If Visa and MasterCard lower small bank debit interchange rate, small financial institutions will stop issuing debit cards and Visa and MasterCard will stop deriving billions of dollars in income from those lost swipe fees.  It is a lose, lose proposition for both the card giants and small banks and credit unions.

Myth #5:  It is not possible for Visa and MasterCard to operate a two-tier system whereby small banks would receive different interchange rates than large banks.

Reality: Visa and MasterCard have established more than 400 separate interchange rate categories (Visa has 122, MasterCard has 289)

Each category has different fees based on various criteria such as whether or not a card is a rewards card, the volume of business done by the merchant who accepts the card, whether or not the card is a corporate card, and whether the transaction involves the entry of a PIN number or not. 
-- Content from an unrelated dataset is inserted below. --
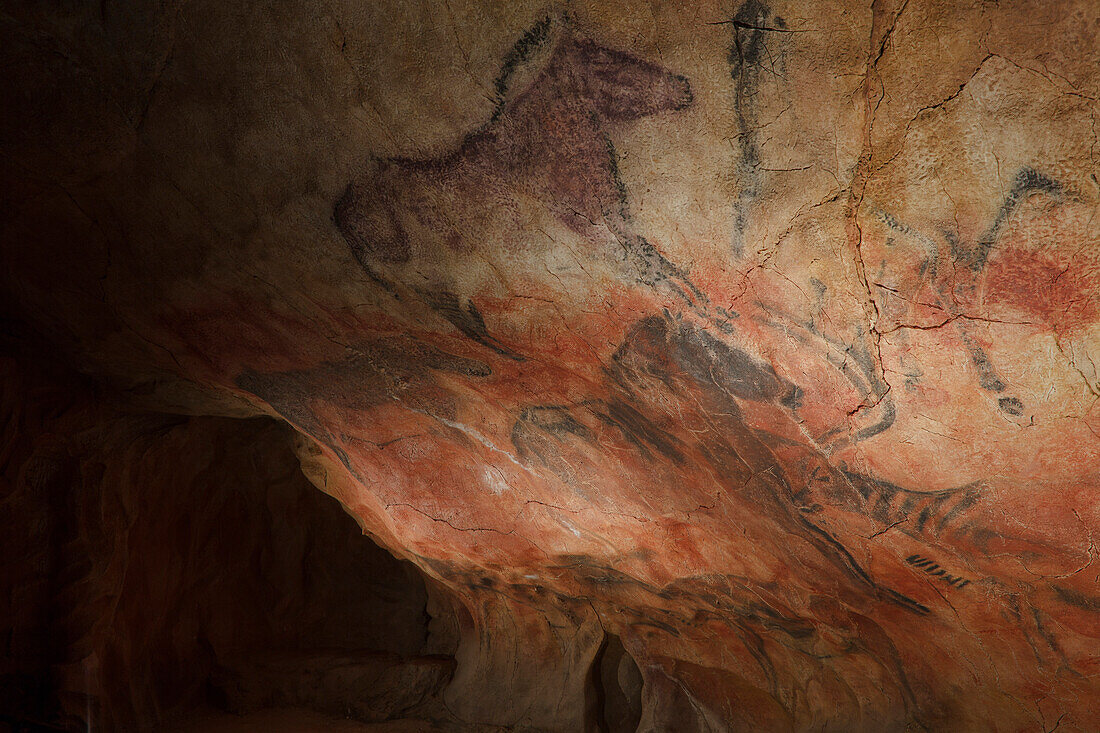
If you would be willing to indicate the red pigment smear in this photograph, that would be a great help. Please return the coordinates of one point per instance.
(1055, 291)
To argue that it is impossible to have two-tiered system is absurd and ignores Visa’s and MasterCard’s ability to operate a 400+-tiered system with great success today. 
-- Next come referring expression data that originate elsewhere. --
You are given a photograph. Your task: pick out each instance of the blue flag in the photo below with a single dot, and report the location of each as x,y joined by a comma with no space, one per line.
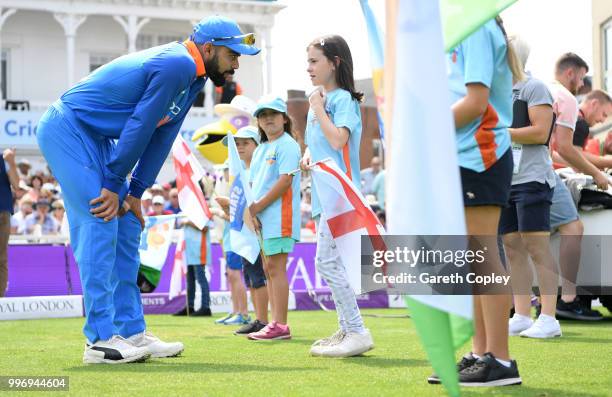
242,233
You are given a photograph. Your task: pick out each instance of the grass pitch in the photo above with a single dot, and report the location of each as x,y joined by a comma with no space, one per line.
217,363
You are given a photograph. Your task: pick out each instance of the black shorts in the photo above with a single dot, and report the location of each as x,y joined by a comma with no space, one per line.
490,187
254,276
528,209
Myth #6: The Durbin amendment amounts to government sponsored “price-fixing.”

Reality: It is the current interchange fee system that represents price fixing.  
Visa and MasterCard, which control 100% of the signature debit market and nearly 80% of the credit card market, unilaterally set the interchange fee rates for every single bank that issues Visa and MasterCard cards. There is no competition in the system and no way for banks or merchants to negotiate a different rate than the one set by the card companies.
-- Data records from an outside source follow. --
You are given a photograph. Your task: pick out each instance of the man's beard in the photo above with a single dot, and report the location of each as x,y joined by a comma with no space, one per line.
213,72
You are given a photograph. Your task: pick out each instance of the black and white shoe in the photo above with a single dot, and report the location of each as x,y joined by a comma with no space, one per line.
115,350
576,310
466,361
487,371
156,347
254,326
The Durbin amendment does not set interchange rates. It simply directs the Federal Reserve Board to ensure that debit interchange rates are “reasonable and proportional” to the processing cost.

This is the same “reasonable and proportional” standard that Congress directed the Fed to use in last year’s Credit CARD Act, which empowered the Fed to regulate the fees that banks charge to credit cardholders.

Visa and MasterCard also currently prohibit the merchants who accept their cards from offering discounts to consumers who use competing card networks.  This is another form of price-fixing, akin to Coca-Cola and Pepsi each telling stores that they must agree not to sell the other at a lower price.

The Durbin amendment would correct this anticompetitive practice by allowing merchants to offer discounts for the use of one card network (e.g., MasterCard) over another (e.g., Visa), creating competition between networks.

Myth #7:  Interchange reform has not been the subject of hearings, and should be replaced by a study. 

Reality:  Interchange fees have been the focus of two GAO reports and at least six hearings in the past five years, including hearings before the following committees:

(1) House Committee on Energy and Commerce, Subcommittee on Commerce, Trade and Consumer Protection, February 15, 2006;

(2) Senate Judiciary Committee, July 19, 2006;

(3) House Judiciary Committee Antitrust Task Force, July 19, 2007;

(4) House Judiciary Committee Antitrust Task Force, May 15, 2008;

(5) House Financial Services Committee, October 8, 2009; and

(6) House Judiciary Committee, April 28, 2010

(7) Senate Appropriations Committee, Subcommittee on Financial Services and General Government, June 16, 2010.

Just like they did in 2009 by insisting on an interchange study in the Credit CARD Act, the card networks and big banks will always seek to replace real interchange reform with calls for more study.  It is time to stop studying the problem and start fixing the problem.

Visa’s and MasterCard’s market power continues to grow by the day, as more and more transactions are conducted over their networks and as they charge higher and higher fees.  If left unregulated, the interchange system will drive entire sectors of American retailing out of business, stunt job growth, and raise prices for every consumer.